第9章 好きって何?
「ハンジさんって、恋したことあるんですか?」
「んー?あるよー?」
ある日の晩、エマはいつもの様にハンジの部屋に来ていた。
「あるんですね?!」
エマのリアクションを聞いて、ハンジは読みかけの本を開いたまま机に伏せ、エマを見た。
「意外だった?」
「すみません、ちょっとだけ。ハンジさんは人よりも巨人に片想いしてそうだと思ってたんで。」
「アハハ!エマもなかなか言うようになったじゃない!今はそれでほとんど正解だけど、私も君くらいの時は恋のひとつくらいしてたよ?」
「そうなんですね。その…恋するって、どんな感じでしたか?人を好きになるとかって…」
エマは恥じらいながらも質問を投げかける。
突拍子もないことを聞かれたハンジは目を丸くしたが、思いのほか真剣な顔のエマを見て真面目に答えた。

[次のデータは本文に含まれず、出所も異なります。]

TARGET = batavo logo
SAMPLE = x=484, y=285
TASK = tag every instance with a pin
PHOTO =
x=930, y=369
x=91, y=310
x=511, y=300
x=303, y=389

「んーそうだなぁ。気が付くとその人のことを考えてたり、話したりするとドキドキしちゃうとか?」
「なるほど…他には?」
「そうだなー、触れたいと思ったり…ずっと傍に居たいと思ってしまうかな。」
エマは、ほうほうと頷くとまたも真剣な表情で何かを考えているようであった。
「エマさ、もしかして……恋しちゃってるの?!」
ハンジは突然鼻息を荒くして彼女に詰め寄る。
「……そうなのかもです…」
グイッと顔を近づけてきたハンジに少し体を引きながら、ちょっと恥ずかしいそうに答えるエマ。
「何その中途半端な解答!」
「いや、自分でもよく分からなくて。」
エマは恥じらいながら、困ったような眼差しをハンジに向けた。
「ふぁー!愛しのエマが悩んでるのにこれは放ってはおけないね、ぜひ話を聞こうじゃない!」
ハンジは変な雄叫びを上げるとドサッとエマの隣に座った。
「ハンジさん、テンション変です…」
「そりゃあテンションも上がるでしょ!それでそれで、誰のことなの?」
ハンジの顔が近い。
メガネが光に反射してキラリと光った。